Refill Campaign: Tackling the source of plastic waste

Refill Campaign: Tackling the source of plastic waste

Blue Planet II, a wonderful documentary led by the legendary British broadcaster David Attenborough, was the most watched television show in Britain in 2017. Not only did it provided entertainment to over 14 million viewers across the UK, but it also raised awareness of the world’s shocking treatment of its oceans. The footage of plastic waste in our oceans and its destruction of sea life has sparked a powerful wave of activism that aims to reduce our plastic waste. Around 12 million tonnes of plastic are thrown away each year into the oceans, and this could increase ten fold in the next ten years if no action is taken.

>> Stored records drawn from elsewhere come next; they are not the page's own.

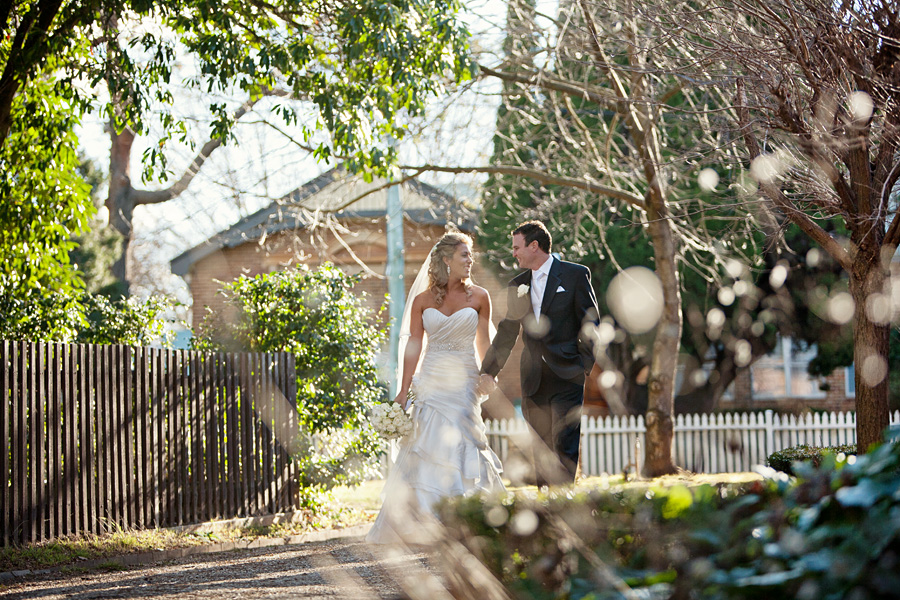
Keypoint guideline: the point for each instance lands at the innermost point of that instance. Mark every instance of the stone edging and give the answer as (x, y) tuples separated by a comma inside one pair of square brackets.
[(128, 560)]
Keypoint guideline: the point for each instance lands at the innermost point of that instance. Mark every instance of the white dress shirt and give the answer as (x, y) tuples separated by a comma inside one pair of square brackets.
[(538, 285)]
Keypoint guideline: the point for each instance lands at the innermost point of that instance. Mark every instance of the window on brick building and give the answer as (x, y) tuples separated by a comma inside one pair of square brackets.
[(783, 373)]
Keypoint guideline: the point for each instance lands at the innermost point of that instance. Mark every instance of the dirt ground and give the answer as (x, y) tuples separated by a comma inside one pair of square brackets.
[(345, 568)]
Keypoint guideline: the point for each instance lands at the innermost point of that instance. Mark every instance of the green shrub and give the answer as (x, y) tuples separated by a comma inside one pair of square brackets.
[(317, 316), (783, 459), (831, 533)]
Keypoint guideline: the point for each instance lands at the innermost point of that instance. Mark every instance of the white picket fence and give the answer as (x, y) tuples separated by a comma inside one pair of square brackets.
[(718, 443)]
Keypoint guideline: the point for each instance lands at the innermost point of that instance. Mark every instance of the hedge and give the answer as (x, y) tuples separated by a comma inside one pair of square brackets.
[(830, 533)]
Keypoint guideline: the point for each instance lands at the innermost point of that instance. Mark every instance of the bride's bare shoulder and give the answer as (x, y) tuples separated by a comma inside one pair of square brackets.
[(480, 292), (423, 300)]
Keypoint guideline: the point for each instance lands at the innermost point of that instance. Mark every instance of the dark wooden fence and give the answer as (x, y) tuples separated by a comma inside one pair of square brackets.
[(99, 437)]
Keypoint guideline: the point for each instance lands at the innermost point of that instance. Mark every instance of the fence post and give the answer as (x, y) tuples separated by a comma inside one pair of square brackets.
[(770, 433)]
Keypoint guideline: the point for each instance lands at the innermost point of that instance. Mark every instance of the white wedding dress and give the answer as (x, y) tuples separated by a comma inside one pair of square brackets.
[(447, 454)]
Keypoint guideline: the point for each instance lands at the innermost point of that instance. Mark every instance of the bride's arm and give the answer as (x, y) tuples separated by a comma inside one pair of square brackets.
[(413, 350), (482, 334)]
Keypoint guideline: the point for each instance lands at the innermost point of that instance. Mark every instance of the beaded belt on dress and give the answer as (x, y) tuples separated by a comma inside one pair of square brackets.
[(450, 347)]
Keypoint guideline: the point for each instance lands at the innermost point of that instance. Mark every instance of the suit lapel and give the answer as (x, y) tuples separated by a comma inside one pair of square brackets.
[(551, 287)]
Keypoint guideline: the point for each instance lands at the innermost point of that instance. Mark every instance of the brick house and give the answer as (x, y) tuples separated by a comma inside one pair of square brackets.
[(780, 381), (309, 226)]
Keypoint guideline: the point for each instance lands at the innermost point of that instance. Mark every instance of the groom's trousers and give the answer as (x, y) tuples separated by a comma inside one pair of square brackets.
[(554, 413)]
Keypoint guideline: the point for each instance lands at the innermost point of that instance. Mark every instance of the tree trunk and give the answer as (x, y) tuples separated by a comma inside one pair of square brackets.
[(661, 385), (120, 201), (870, 350)]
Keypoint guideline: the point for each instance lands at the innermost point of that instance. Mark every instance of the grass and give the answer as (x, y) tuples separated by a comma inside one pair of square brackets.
[(350, 506)]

This has given new impetus to the Refill campaign. Led by the City to Sea Foundation, Refill will aim to provide free refill points in every major city and town in England by 2021. Water fountains will be found across shops, cafés and public spaces across the country in order to reduce plastic bottle usage by the tens of millions a year. Major businesses and cities are keen to join the Refill scheme. Whitbread Plc., who own the Costa Coffee and Premier Inn Hotel chains, have vowed to provide a water refill station in all their locations across England (3,000 in total) by March 2018. These refill stations will be available for customers and passers-by. The stations can be located through the Refill app or by stickers inviting passers-by to refill.

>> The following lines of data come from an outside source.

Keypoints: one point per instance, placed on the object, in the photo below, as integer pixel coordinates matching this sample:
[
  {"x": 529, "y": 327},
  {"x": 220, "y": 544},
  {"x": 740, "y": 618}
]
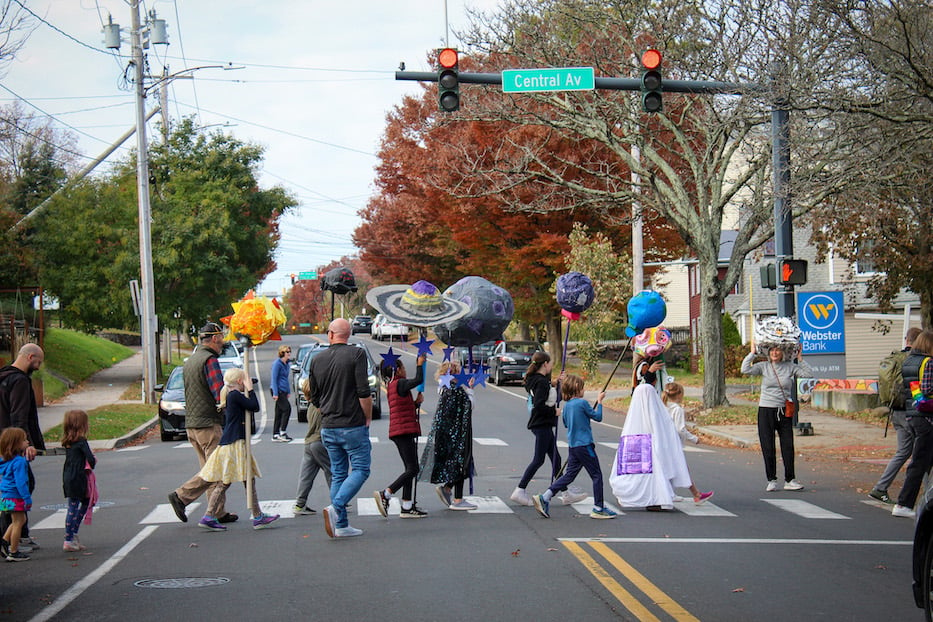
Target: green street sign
[{"x": 554, "y": 79}]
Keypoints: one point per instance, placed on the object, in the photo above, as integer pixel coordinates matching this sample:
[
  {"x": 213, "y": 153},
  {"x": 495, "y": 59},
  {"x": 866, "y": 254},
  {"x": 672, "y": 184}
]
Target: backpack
[{"x": 891, "y": 382}]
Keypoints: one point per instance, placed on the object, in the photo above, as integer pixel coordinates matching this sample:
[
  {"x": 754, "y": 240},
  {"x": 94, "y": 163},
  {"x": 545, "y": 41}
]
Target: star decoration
[
  {"x": 463, "y": 377},
  {"x": 424, "y": 346},
  {"x": 389, "y": 359}
]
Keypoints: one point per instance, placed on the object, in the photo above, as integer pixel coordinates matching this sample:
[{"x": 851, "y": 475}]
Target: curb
[{"x": 126, "y": 439}]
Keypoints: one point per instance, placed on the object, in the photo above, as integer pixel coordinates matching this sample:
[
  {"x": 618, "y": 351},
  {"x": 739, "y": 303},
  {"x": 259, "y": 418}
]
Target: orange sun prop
[{"x": 256, "y": 318}]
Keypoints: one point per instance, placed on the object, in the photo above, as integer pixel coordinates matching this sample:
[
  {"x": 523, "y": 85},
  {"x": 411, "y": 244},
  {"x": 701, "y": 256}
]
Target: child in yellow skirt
[{"x": 228, "y": 463}]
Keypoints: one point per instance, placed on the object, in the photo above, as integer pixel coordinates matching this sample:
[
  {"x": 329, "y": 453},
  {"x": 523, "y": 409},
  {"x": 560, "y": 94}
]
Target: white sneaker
[
  {"x": 347, "y": 532},
  {"x": 521, "y": 497},
  {"x": 571, "y": 495},
  {"x": 903, "y": 512}
]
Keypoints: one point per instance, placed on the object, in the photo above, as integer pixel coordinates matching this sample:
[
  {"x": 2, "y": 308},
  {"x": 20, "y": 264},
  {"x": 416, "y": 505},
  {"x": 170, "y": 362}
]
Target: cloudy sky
[{"x": 316, "y": 82}]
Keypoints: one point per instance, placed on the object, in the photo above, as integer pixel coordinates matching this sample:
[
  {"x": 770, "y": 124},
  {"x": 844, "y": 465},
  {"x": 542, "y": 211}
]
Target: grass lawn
[
  {"x": 111, "y": 421},
  {"x": 72, "y": 357}
]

London Mayor, Sadiq Khan, announced that London will pilot the Refill scheme this Summer with 20 new refill stations. Refill has already set up 1,600 stations in some major towns across England, including Bristol, Norwich and Durham. In Bristol, with 200 refill points, it is estimated that if every city resident refilled a bottle once a week, the city would cut the use of throwaway bottles by 22.3 million a year.

It is hard to overestimate the impact that the Refill campaign could have. In the UK, 1 million plastic bottles are bought every minute. In 2016 (latest figures), 580 billion bottles were sold (110 billion owned by Coca-Cola company). However, less than 50% of these bottles are recycled. As a result, millions of tonnes fill landfills and leak into our oceans. One-time usage of bottles is a terrible waste of energy too. Researchers of the Pacific Institute found that every litre of bottle takes 5.6 to 10.2 million joules of energy (2000 times more than tap water).

We have to reduce to reduce our use of plastic bottles. Their impact on wildlife and the amount of energy it consumes is too important for us to throwaway bottles after one drink. The Refill campaign is playing a vital role in solving the problem. It now needs the support of individuals and businesses.